Chatroom – Review

Worth seeing: as a visually interesting examination of a potent subject that's thematically tired and emotionally empty
Director:Hideo Nakata
Featuring:Aaron Johnson, Daniel Kaluuya, Hannah Murray, Imogen Poots, Matthew Beard, Jacob Anderson, Megan Dodds, Michelle Fairley, Nicholas Gleaves, Ophelia Lovibond, Richard Madden, Tuppence Middleton
Length:97 minutes
Certificate:15
Country:UK
Released:22nd December 2010

WHAT’S IT ABOUT?

Five London teenaged geeks seek refuge in online chatrooms.

William (Aaron Johnson) is a cantankerous teen who’s fed up of living in the shadow of his perfect older brother and their successful author mother.
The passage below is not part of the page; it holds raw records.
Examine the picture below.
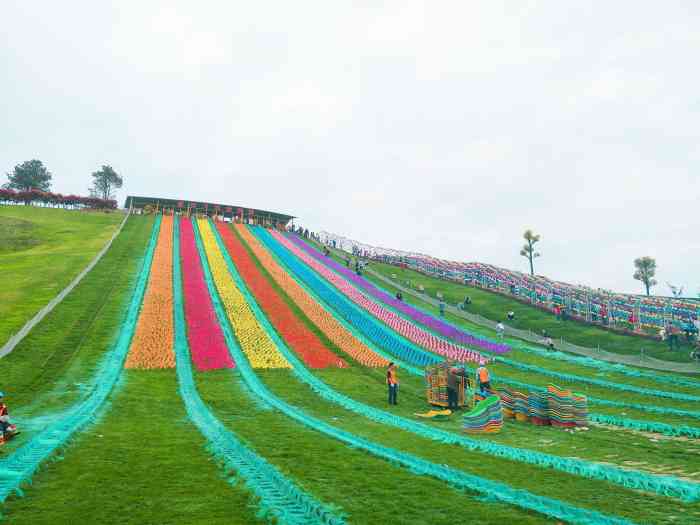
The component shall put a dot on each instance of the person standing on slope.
(392, 381)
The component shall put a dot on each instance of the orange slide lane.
(335, 331)
(293, 331)
(152, 345)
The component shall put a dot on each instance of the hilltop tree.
(677, 291)
(645, 271)
(105, 182)
(30, 175)
(528, 250)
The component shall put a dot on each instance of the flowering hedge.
(407, 329)
(206, 341)
(335, 331)
(255, 342)
(55, 199)
(295, 333)
(152, 345)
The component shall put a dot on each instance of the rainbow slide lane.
(278, 495)
(318, 315)
(20, 466)
(206, 341)
(303, 341)
(407, 329)
(438, 325)
(255, 342)
(457, 478)
(152, 345)
(629, 478)
(431, 323)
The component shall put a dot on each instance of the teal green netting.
(612, 367)
(497, 491)
(22, 464)
(334, 301)
(665, 485)
(278, 495)
(585, 361)
(374, 330)
(559, 375)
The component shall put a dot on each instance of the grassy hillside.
(495, 307)
(41, 251)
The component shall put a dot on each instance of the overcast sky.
(441, 127)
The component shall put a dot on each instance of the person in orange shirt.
(5, 425)
(392, 380)
(484, 379)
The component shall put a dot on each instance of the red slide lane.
(207, 344)
(295, 333)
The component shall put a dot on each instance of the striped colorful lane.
(206, 341)
(255, 342)
(152, 345)
(296, 334)
(324, 320)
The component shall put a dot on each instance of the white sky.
(441, 127)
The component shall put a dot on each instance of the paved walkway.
(561, 344)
The almost gorgeous Eva (Imogen Poots) can’t quite handle the fact that however cute she is, she’s too short to be a model.

Emily (Hannah Murray) feels unloved by her mother and will go to almost any length to secure affection.
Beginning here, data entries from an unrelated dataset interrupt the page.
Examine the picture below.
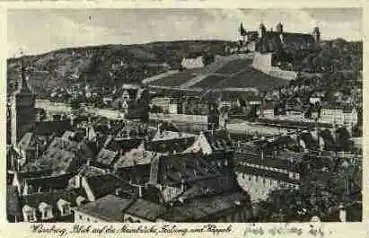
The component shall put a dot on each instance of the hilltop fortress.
(274, 48)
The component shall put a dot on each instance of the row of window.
(46, 211)
(284, 171)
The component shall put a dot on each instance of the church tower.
(22, 112)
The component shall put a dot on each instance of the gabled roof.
(135, 157)
(106, 157)
(218, 139)
(190, 167)
(177, 144)
(64, 155)
(145, 209)
(51, 198)
(90, 171)
(52, 127)
(50, 182)
(126, 144)
(266, 161)
(103, 185)
(205, 207)
(109, 208)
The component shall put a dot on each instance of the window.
(46, 213)
(29, 216)
(65, 210)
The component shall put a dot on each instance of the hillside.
(104, 66)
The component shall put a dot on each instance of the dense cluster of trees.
(335, 55)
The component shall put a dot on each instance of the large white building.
(340, 116)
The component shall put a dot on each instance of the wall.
(258, 187)
(263, 62)
(194, 120)
(80, 217)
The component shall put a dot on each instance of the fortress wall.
(263, 62)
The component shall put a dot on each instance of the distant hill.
(105, 66)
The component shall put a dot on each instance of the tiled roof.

Streetwise Mo (Daniel Kaluuya) is into pretty much anything cool.

Jim (Matthew Beard) is the kind of lonely, depressive teen you’d expect to seek refuge in virtual communities.
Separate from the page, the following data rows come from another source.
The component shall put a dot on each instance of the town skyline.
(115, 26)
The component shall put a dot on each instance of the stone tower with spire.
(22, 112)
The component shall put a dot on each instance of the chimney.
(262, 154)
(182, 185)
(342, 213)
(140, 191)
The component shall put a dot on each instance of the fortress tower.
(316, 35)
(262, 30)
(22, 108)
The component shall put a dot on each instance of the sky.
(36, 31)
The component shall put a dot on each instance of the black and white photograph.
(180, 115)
With so many fragile characters socialising in their own world, it takes only one strong-minded individual to mess with the minds of the others and no-one from the outside can stop the chaos that’s about to ensue.

WHAT’S IT LIKE?

This is ultimately a film about internet bullying, effective in portraying the way that the bully works slowly to build the trust of the group before exercising his power by turning his venom on the weakest of the bunch.

A big difficulty with the film, though, is the key characters. Some of them – or at least their motivations – aren’t entirely convincing and none is particularly likeable.

Only Eva and Mo are the kind of people any normal folk might chose to hang around with and they’re largely subsidiary to the drama we are asked to get excited about.

Coming, interestingly, from the Japanese director who brought us the Ring franchise, at least the visuals are interesting, as he manifests the internet chatrooms in real-life situations, each represented by gaudy, idiosyncratic rooms off a soulless corridor, with intercom buzzers on each door to reflect the password system of entry.

Sadly, like so many films, it’s visually original but thematically tired and emotionally empty.